Folha de S. Paulo


'Trust' como o de Cunha costuma esconder corrupção, diz ONG

O modelo de contrato que o deputado Eduardo Cunha admite ter com um "trust" é um típico caso de esconder dinheiro da corrupção, diz relatório da Transparência Internacional, respeitada ONG global, sem citar nominalmente o presidente da Câmara.

O documento lamenta que o Brasil não tenha adotado até agora uma definição legal de "beneficial ownership" (propriedade beneficiária), exatamente o rótulo dos contratos entre Cunha e o "trust" e que, segundo a Transparência, é o termo técnico usado para descrever a pessoa ou pessoas realmente no controle dos fundos.

O texto é contudente: "Pegue qualquer grande escândalo de corrupção na história recente –Petrobras, Fifa e Viktor Yanukovych da Ucrânia– e você encontrará uma companhia secreta que foi usada para pagar subornos, desviar e esconder dinheiro roubado ou comprar imóveis de luxo em lugares como Londres ou Nova York".

Não por acaso, dois dos três escândalos citados envolvem o Brasil e/ou brasileiros, caso por exemplo, de José Maria Marin, o ex-presidente da CBF, proprietário, também não por acaso, de um imóvel de luxo em Nova York.

Para a Transparência, cerca de US$ 2 trilhões (R$ 7,5 trilhões) são lavados anualmente, a maior parte deles por meio de companhias cujo proprietário está escondido. É mais do que o PIB do Brasil, estancado em US$ 1,5 trilhão.

O documento foi divulgado na antevéspera da reunião de cúpula do G20, o grupo das 20 maiores economias do planeta, exatamente para criticar a inércia no enfrentamento do problema. Começa domingo, dia 15, em Antalya, no Mediterrâneo turco.

Na cúpula anterior, há um ano, os países do G20 se comprometeram a "desmantelar a estrutura legal que permite às sociedades, trusts e outras entidades legais anônimas (...) transferir e dissimular o dinheiro, frequentemente roubado", lembra a ONG.

Um ano depois, "os países estão atrasados nos aspectos mais essenciais que permitiriam saber quem está verdadeiramente por trás de uma sociedade".

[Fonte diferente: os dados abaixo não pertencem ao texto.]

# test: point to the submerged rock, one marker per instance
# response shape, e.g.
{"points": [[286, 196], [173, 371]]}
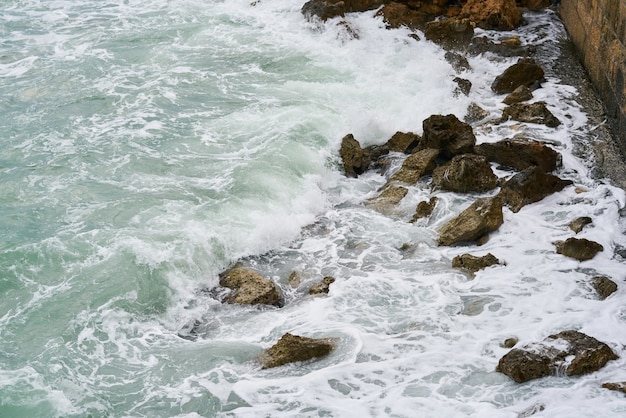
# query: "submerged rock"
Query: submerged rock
{"points": [[492, 14], [531, 113], [450, 33], [530, 186], [520, 154], [579, 248], [525, 72], [414, 166], [482, 217], [465, 173], [604, 286], [249, 287], [424, 209], [569, 352], [355, 159], [578, 224], [520, 94], [322, 286], [448, 134], [291, 348], [474, 263], [404, 142]]}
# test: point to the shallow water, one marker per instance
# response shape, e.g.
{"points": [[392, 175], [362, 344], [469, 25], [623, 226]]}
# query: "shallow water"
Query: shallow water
{"points": [[148, 145]]}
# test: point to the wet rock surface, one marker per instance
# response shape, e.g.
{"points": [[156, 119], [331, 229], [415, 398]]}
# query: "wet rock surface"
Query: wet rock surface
{"points": [[474, 263], [568, 352], [526, 72], [480, 218], [604, 286], [581, 249], [249, 287], [520, 154], [531, 113], [465, 173], [292, 348], [530, 186]]}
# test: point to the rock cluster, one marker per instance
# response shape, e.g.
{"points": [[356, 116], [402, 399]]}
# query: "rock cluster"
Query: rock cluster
{"points": [[567, 353]]}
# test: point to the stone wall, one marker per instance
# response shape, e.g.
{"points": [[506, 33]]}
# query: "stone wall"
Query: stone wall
{"points": [[598, 29]]}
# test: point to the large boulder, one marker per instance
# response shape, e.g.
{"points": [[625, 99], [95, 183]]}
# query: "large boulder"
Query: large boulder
{"points": [[355, 159], [291, 348], [581, 249], [482, 217], [525, 72], [414, 166], [569, 352], [448, 134], [396, 15], [404, 142], [520, 154], [450, 33], [531, 113], [322, 287], [520, 94], [465, 173], [249, 287], [604, 286], [530, 186], [424, 209], [474, 263], [492, 14]]}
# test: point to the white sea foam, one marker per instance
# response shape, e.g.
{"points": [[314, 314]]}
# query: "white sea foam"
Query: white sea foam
{"points": [[153, 143]]}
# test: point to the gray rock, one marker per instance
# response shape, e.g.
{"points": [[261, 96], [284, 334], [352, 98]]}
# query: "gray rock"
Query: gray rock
{"points": [[482, 217], [291, 348]]}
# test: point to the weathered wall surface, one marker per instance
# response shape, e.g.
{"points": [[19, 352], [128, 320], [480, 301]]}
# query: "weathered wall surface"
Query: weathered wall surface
{"points": [[598, 29]]}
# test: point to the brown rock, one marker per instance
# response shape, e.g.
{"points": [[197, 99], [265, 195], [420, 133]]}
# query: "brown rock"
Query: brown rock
{"points": [[531, 113], [322, 286], [535, 4], [414, 166], [450, 33], [397, 14], [604, 286], [465, 173], [579, 248], [618, 386], [520, 154], [525, 72], [529, 186], [570, 351], [492, 14], [463, 86], [448, 134], [578, 224], [475, 113], [483, 216], [457, 61], [404, 142], [474, 263], [520, 94], [323, 9], [355, 159], [249, 287], [424, 209], [291, 348]]}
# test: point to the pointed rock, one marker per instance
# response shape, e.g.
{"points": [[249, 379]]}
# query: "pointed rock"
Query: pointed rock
{"points": [[525, 72], [530, 186], [482, 217], [291, 348], [465, 173]]}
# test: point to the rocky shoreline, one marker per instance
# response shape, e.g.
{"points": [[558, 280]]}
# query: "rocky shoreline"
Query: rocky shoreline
{"points": [[447, 157]]}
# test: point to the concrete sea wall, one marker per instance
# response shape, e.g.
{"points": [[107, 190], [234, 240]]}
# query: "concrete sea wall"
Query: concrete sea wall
{"points": [[598, 29]]}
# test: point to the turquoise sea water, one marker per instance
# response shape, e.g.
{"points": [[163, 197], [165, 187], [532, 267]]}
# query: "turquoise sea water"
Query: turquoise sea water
{"points": [[147, 145]]}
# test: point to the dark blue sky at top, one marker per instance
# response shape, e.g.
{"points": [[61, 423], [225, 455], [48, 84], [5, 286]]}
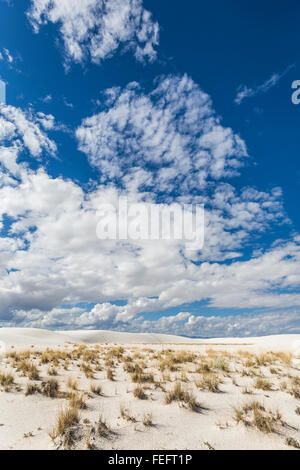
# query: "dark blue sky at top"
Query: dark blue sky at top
{"points": [[220, 44]]}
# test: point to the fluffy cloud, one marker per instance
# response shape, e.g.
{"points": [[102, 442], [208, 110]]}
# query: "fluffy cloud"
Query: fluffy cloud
{"points": [[168, 141], [23, 131], [50, 254], [245, 92], [96, 29], [184, 323]]}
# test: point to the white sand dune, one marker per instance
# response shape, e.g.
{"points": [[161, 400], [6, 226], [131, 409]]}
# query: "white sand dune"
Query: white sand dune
{"points": [[24, 337], [26, 421]]}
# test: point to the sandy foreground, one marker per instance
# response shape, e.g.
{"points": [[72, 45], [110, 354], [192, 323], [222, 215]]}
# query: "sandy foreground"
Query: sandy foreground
{"points": [[107, 390]]}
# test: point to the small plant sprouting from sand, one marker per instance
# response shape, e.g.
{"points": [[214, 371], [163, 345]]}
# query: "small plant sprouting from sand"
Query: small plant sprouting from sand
{"points": [[66, 420], [77, 401], [291, 442], [182, 395], [96, 389], [102, 427], [126, 414], [50, 388], [72, 383], [139, 393], [210, 382], [148, 419], [263, 384], [110, 374], [254, 414], [6, 380]]}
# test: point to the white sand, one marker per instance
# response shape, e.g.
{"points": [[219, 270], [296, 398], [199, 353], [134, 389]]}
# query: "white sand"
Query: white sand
{"points": [[24, 337], [175, 427]]}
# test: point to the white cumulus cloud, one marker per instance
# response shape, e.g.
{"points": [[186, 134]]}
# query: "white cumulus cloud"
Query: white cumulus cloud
{"points": [[96, 29]]}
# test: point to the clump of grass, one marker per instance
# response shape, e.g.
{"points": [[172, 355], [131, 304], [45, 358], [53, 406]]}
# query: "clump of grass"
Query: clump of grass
{"points": [[139, 393], [77, 401], [291, 442], [210, 382], [255, 415], [247, 391], [110, 374], [148, 419], [96, 389], [6, 379], [263, 384], [126, 414], [139, 378], [221, 363], [72, 383], [87, 370], [295, 387], [102, 427], [182, 395], [50, 388], [52, 371], [31, 389], [66, 419]]}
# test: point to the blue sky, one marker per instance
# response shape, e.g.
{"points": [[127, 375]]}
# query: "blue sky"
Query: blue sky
{"points": [[205, 91]]}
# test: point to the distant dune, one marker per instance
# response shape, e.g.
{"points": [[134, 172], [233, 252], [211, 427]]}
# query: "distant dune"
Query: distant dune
{"points": [[22, 337]]}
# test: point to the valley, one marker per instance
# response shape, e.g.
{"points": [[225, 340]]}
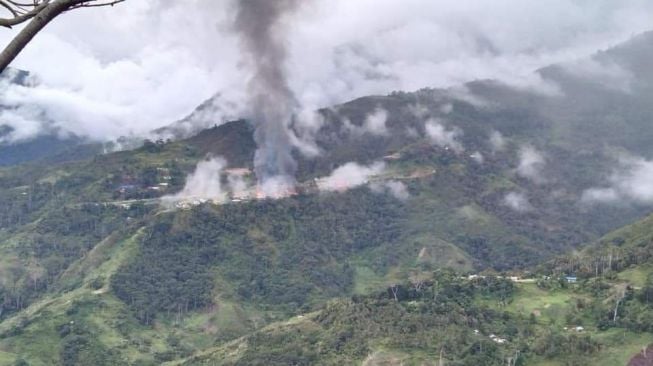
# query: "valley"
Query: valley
{"points": [[494, 226]]}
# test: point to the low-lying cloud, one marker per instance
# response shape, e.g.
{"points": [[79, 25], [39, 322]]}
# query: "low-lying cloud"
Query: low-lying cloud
{"points": [[531, 164], [350, 175], [156, 60], [631, 182], [517, 201]]}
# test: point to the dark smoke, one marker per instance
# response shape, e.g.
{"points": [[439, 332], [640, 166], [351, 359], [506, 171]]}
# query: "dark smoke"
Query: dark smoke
{"points": [[258, 25]]}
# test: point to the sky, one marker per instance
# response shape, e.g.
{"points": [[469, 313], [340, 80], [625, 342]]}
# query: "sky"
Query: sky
{"points": [[140, 65]]}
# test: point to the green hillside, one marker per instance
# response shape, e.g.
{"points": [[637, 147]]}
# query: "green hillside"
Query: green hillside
{"points": [[94, 270]]}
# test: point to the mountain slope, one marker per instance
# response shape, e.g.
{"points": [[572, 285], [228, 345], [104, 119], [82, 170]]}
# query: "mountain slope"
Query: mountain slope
{"points": [[491, 178]]}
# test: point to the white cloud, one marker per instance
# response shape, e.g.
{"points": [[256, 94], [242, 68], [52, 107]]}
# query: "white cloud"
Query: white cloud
{"points": [[374, 124], [497, 141], [478, 157], [349, 175], [107, 72], [395, 188], [531, 163], [633, 182], [517, 201], [204, 182], [442, 136]]}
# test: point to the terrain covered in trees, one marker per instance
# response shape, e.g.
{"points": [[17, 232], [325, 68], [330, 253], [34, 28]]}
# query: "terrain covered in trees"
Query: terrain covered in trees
{"points": [[95, 271]]}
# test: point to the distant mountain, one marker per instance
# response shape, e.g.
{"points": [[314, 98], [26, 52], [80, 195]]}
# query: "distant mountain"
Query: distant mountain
{"points": [[48, 145], [484, 177]]}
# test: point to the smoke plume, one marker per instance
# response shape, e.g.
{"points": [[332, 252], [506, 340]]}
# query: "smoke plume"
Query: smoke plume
{"points": [[350, 175], [203, 183], [258, 25]]}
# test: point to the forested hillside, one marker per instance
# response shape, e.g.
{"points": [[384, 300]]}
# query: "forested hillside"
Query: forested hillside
{"points": [[96, 269]]}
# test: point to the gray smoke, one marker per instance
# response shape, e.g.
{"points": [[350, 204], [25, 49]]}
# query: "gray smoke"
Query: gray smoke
{"points": [[273, 103]]}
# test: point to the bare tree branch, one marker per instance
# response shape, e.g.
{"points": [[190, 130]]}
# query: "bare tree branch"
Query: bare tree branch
{"points": [[37, 14]]}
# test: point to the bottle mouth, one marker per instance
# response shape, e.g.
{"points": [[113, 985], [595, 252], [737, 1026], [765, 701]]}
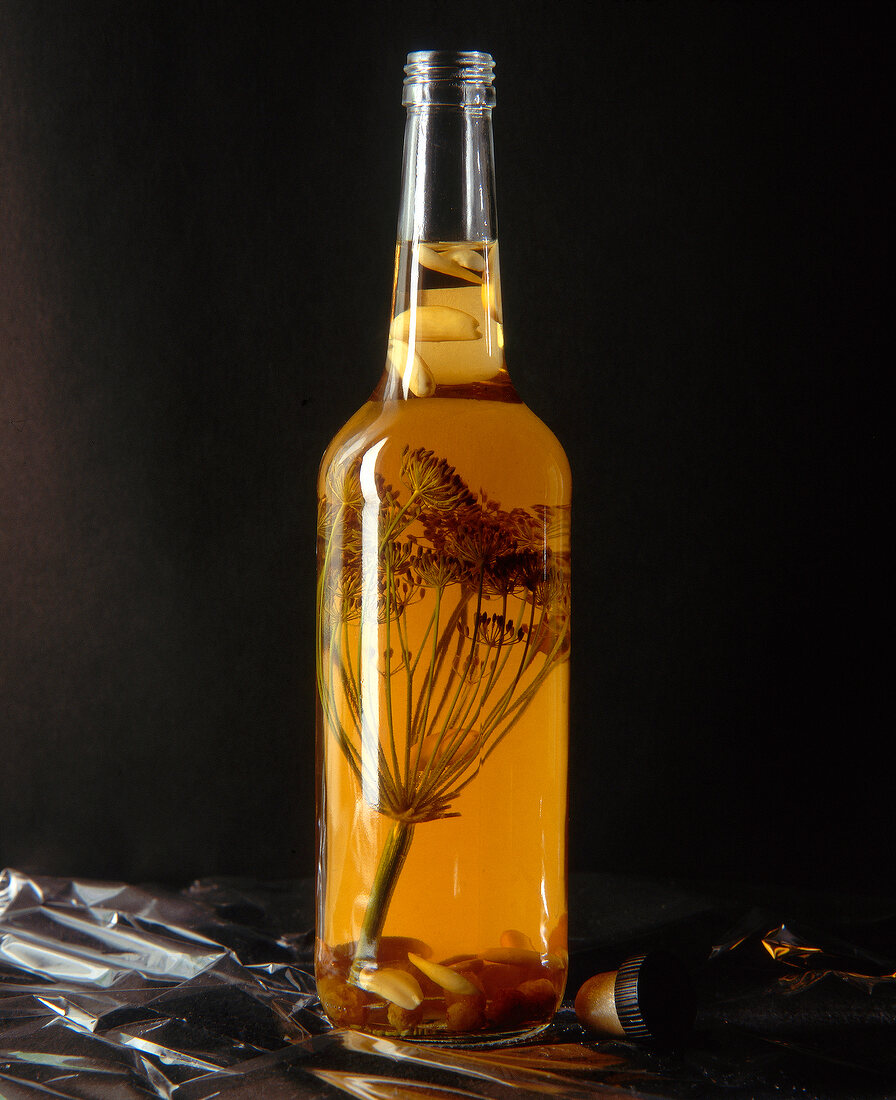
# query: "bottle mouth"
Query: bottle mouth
{"points": [[450, 78]]}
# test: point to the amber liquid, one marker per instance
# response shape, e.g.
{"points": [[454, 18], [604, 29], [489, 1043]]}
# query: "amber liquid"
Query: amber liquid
{"points": [[415, 677]]}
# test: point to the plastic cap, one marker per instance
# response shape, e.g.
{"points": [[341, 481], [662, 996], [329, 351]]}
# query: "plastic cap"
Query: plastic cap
{"points": [[650, 997]]}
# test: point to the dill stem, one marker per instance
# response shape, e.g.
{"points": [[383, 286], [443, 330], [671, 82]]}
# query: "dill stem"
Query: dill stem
{"points": [[391, 859]]}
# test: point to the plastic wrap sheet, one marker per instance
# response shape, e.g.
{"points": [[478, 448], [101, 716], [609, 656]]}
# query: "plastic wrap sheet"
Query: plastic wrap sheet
{"points": [[114, 991]]}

Paradoxalmente, o Brasil, tão mal situado no relatório da Transparência, é o autor de proposta de combate à corrupção para ser incluída no comunicado final do G20 deste ano. Acompanha o Brasil a Itália, que também não goza de boa fama no capítulo corrupção.

A proposta ítalo-brasileira inclui compromissos com transparência, mecanismos adequados de queixas, instâncias de apelação administrativa e redução da burocracia nas concorrências públicas. São exatamente as concorrências públicas as fontes da maior parte dos desvios já descobertos na Petrobras.

Como as decisões do G20 não têm caráter vinculante, é razoável supor que os compromissos serão encampados pelos demais países. Resta saber se, na cúpula seguinte (China, 2016), a Transparência Internacional não vai, outra vez, denunciar o incumprimento das metas.